Are the federal government’s subsidies to purchasers of health insurance available only to those who purchase insurance from state-run exchanges or to those who purchase from federal health care exchanges as well? Was the Internal Revenue Service’s rule making the subsidy available to purchases from both federal- and state-run exchanges lawful? On Friday, November 7, the Supreme Court of the United States agreed to put to rest these controversial issues related to federal health care subsidies established under the Affordable Care Act by granting review in King v. Burwell. The outcome of this case will affect to whom the federal government’s program of tax credits will apply: only those individuals who enroll in health plans through an exchange established by the state in which they reside or also to those individuals who enroll in health plans through an exchange established by the federal government.
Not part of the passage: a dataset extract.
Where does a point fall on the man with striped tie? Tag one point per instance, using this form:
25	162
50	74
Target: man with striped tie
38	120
The ACA-Federal Tax Credit Timeline
The issue that the Supreme Court agreed to decide has been a while in the making.
The Affordable Care Act (ACA) was signed into law in 2010. The ACA requires that every state operate a health insurance marketplace, also called health exchanges. In some states, the U.S. Department of Health and Human Services (HHS), rather than the states themselves, established these health exchanges. This gave rise to the present controversy because the ACA states: “A State may elect to authorize an Exchange established by the State under this section to enter into an agreement with an eligible entity to carry out 1 or more responsibilities of the Exchange.” (emphasis added)
In 2012, the Internal Revenue Service (IRS) and the U.S. Department of the Treasury interpreted the ACA to allow premium tax credits for individuals who purchase coverage through an exchange, regardless of whether the state or federal government established the exchange. The Supreme Court will decide whether the IRS was authorized to promulgate these regulations.
On July 22, 2014, the District of Columbia Circuit Court of Appeals ruled, in Halbig v. Burwell, that individuals may be granted premium tax credits if they enroll in qualified health plans through exchanges established by the federal government rather than through exchanges established by the states in which they reside.
On the same day, the Fourth Circuit Court of Appeals, in King v. Burwell, reached the opposite conclusion. The Fourth Circuit decided that the IRS is permitted to interpret the ACA to allow premium tax credits in all 50 states, even though the HHS, rather than the states themselves, established the exchanges in some states.
Because Halbig and King are in conflict, once King was decided, there was a circuit split on the issue of the IRS’s regulatory authority. However, on September 4, 2014, the D.C. Circuit vacated the initial panel’s judgment and voted to rehear the Halbig case en banc. Thus, the Supreme Court’s decision to review King in the absence of an active circuit split—a very unlikely circumstance. (The Supreme Court’s decision to grant review in King would be even more interesting if the en banc D.C. Circuit’s decision sided with the Fourth Circuit’s decision in King.)
On the morning of November 7, 2014, the Supreme Court released its order list, which included its decision to review King. The Court agreed to decide the following issue in the case:
Whether the Internal Revenue Service (IRS) may permissibly promulgate regulations to extend tax-credit subsidies to coverage purchased through exchanges established by the federal government under Section 1321 of the Patient Protection and Affordable Care Act.
Practical Implications of the Supreme Court’s Order
The ruling in the case is expected this term, most likely near the end. The outcome is expected to have an effect on individual health care consumers—who may be denied the federal subsidy depending on whether they purchase their health care insurance through a federal- or state-run exchange. The decision could also affect employers that are subject to the Internal Revenue Code’s pay or play penalties under section 4980H.